I find that to be funny. It says that form establishes paternity, but I've been advised here and by my lawyer that it does not actually establish paternity. Paternity is not actually established until a judge says so apparently. I lucked out because a court order for medical payments early in my daughters life established paternity. I would definitely do what Ginny says, get out of there. Sounds like a bad place for your daughter. Also, I would go see a local lawyer about this. Wisconsin has something called Judicare which is financial assistance for people for legal issues. It won't pay for your lawyer throughout a custody battle. Apparently they will only cover legal costs in that situation if there is physical abuse (according to my attorney), but Judicare will cover a consultation with a lawyer for one hour.

The website for judicare is: http://www.judicare.org/

However, apparently judicare only covers northern Wisconsin residents. So, in order to recieve this you would need to live in a northern county. Do you mind telling me what county you are in? If you are in a southern county I'll do a quick search for you and see if I can find any financial assistance for this in southern WI.
 

ninalee

Member
i live in Rock County, and in the summer will seek to move to Milwaukee County, all in southern wisconsin.

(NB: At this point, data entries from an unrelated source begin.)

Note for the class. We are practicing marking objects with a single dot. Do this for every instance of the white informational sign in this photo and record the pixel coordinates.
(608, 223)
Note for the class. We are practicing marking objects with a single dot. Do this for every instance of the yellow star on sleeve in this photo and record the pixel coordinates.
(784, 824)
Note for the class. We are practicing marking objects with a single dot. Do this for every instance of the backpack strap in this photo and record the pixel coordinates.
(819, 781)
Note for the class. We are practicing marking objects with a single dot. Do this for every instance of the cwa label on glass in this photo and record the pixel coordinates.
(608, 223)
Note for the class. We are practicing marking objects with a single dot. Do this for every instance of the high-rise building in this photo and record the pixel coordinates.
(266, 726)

I did leave, and a close friend of mine offered her spare two bedroom attic space to my kids and I for now. My daughter will get to finish out the school year here and for now we will live close to Dad, for now. I have no intentions of crossing state lines, just county lines. Dad will watch our Son while I work for now, but he will not watch my daughter anymore. I will be seeking joint custody with primary placement. This morning he said he seeks to prove me unfit and will seek full custody, and will spend as much money as possible to do so...but I don't see how he can prove me unfit without any actual evidence of this. I've been an active stay at home parent who has handled 90% of the child rearing in the home, and I have a strong bonded relationship with both children. He has a bond with our Son too, I'm not saying he doesn't, but he cannot prove me unfit if I'm not, right? I feel much better after having a day to calm down and think about this...and I think he is just trying to scare me to stay. Part of me doubts he'll really spend as much money and time in pursuit of this as he threats, he's not rich. He just has more money than me.